Now, it's time to put the data into Jupyter Notebook for cleaning before it is used in training a model. Here was my process:
-
Check dtypes of features to see which needed to be encoded
-
Check for null values (none present)
-
Look at histograms of continous features to look for any obvious outliers (noticed a few in the bmi and charges variables)
-
Use z-scores to identify outliers (those with a z-score greater than 3) and drop outliers from dataset
-
Look at histograms again to see the improvement
-
Make transformations on categorical features to create encoded versions
-
Save CSVs of cleaned dataframes Here are the histograms before and after the removal of outliers for BMI and charges:
- BMI:
- Charges:
Finally, it's time to begin model creation. I used PyCaret's RegressionExperiment object for this. I separated the dataset's column into those to be ignored, those that are numerical, and those that are categorical. The original categorical columns (the non-encoded ones) were ignored, age and bmi were set to numerical, and the encoded features along with the children column were set to categorical variables. I scaled the numerical features with Sklearn's StandardScaler and save the scaler as a pkl file. I created a RegressionExperiment object and set it up to have an 80/20 train/test split, allowed fold shuffling, and set a fold size of 5. When comparing models, Gradient Boosting Regressor appeared to fit to the data the best with an R-Squared score of 0.85 and had the best RMSE score. Hence, I chose this model type for my dataset. I attempted to tune the model on the RMSE metric but the tuning didn't result in any improvements. I evaluated the model using PyCaret's visualizations:
As you can see, it appears the model is fitting very well to the data, but there appear to be some entries that are outside of the general pattern of the dataset. Also, it appears that the only features that held importance in determining insurance charges was whether someone was a smoker or not, their age, and their BMI. Smoker_encoded was specifically important as it had a feature important of 0.7 while bmi and age were only around 0.17 and 0.12. The other features held little to no importance in determining the target. I then made the model make predictions on the holdout set to see whether it generalized enough and didn't overfit.

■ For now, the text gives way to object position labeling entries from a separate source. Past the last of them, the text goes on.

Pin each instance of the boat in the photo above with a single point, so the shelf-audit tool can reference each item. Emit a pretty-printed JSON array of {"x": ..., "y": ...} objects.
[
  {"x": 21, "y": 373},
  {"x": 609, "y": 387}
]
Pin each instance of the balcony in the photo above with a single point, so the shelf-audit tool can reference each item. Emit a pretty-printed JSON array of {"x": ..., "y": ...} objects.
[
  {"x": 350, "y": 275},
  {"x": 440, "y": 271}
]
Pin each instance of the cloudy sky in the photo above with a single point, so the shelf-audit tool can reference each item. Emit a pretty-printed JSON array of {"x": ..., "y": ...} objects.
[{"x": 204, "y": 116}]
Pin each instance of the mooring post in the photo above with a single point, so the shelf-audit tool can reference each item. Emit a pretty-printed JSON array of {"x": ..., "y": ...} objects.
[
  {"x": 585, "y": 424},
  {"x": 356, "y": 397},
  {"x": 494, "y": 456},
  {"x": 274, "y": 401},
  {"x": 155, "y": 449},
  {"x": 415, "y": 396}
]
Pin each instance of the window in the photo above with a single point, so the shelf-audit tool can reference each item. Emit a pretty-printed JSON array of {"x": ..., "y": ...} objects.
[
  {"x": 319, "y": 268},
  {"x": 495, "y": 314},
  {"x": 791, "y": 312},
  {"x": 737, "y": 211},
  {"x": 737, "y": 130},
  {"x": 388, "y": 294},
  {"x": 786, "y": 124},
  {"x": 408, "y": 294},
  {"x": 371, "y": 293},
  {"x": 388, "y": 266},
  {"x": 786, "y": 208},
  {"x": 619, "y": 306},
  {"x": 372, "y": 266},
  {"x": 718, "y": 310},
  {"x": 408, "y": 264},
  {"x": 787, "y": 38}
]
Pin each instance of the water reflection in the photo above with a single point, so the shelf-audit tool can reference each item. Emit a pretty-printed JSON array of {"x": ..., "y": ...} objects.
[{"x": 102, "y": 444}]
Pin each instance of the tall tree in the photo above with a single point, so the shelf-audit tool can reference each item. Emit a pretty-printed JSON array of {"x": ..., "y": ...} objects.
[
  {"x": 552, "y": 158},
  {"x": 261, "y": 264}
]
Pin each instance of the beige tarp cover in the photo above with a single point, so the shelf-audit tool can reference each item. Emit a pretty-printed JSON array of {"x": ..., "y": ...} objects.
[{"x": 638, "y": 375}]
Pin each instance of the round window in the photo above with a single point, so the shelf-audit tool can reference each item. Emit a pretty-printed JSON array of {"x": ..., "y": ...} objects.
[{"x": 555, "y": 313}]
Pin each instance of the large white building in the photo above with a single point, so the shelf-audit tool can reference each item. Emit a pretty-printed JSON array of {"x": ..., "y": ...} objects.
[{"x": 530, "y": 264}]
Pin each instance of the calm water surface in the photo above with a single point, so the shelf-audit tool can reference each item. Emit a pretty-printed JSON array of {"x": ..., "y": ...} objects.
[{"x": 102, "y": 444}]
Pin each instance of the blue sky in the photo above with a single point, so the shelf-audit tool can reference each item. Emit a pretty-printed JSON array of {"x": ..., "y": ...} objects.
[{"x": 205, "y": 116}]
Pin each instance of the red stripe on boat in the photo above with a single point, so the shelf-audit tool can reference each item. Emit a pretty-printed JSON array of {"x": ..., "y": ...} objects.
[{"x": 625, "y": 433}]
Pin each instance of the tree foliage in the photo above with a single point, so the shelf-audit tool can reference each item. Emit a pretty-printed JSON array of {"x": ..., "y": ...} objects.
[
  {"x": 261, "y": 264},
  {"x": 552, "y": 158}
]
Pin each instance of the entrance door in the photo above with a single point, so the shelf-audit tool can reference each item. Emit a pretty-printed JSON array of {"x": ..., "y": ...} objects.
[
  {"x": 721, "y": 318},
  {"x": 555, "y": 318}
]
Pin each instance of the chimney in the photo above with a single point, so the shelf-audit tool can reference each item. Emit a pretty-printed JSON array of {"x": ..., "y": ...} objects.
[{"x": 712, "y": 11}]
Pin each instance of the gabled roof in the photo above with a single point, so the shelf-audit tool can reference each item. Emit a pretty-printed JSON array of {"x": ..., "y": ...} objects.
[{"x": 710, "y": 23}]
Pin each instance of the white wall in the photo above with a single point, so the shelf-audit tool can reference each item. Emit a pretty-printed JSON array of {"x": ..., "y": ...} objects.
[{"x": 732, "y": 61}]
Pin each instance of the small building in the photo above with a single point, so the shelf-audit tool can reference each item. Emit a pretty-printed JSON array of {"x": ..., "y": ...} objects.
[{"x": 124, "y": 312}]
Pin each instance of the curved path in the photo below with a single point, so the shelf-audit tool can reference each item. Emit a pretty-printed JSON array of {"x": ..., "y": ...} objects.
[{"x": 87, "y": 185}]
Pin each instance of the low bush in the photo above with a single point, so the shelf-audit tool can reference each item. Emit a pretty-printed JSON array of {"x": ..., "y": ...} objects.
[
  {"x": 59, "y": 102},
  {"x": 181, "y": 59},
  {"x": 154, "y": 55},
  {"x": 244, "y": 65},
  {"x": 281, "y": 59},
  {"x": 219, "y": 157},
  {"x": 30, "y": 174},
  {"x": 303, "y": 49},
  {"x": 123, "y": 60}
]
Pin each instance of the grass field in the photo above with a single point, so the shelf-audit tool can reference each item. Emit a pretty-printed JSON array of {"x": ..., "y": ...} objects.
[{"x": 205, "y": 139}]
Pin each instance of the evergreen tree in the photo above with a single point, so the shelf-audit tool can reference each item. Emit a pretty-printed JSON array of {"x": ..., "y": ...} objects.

The model achieved an RMSE of ~4800 on the holdout set and therefore generalizes quite well. Satisfied, I finalized the model by training it on the entire dataset and saved it. You can download and view those files yourself. Feel free to repeat my experiment or see how the model generalizes to unseen data of other datasets.
In conclusion, I was able to create a Gradient Boosting Regressor model that could predict medical insurance charges based on age, bmi, and whether you were a smoker or not. The model achieved 4800 RMSE on the holdout set and had a R-Squared score of around 0.81.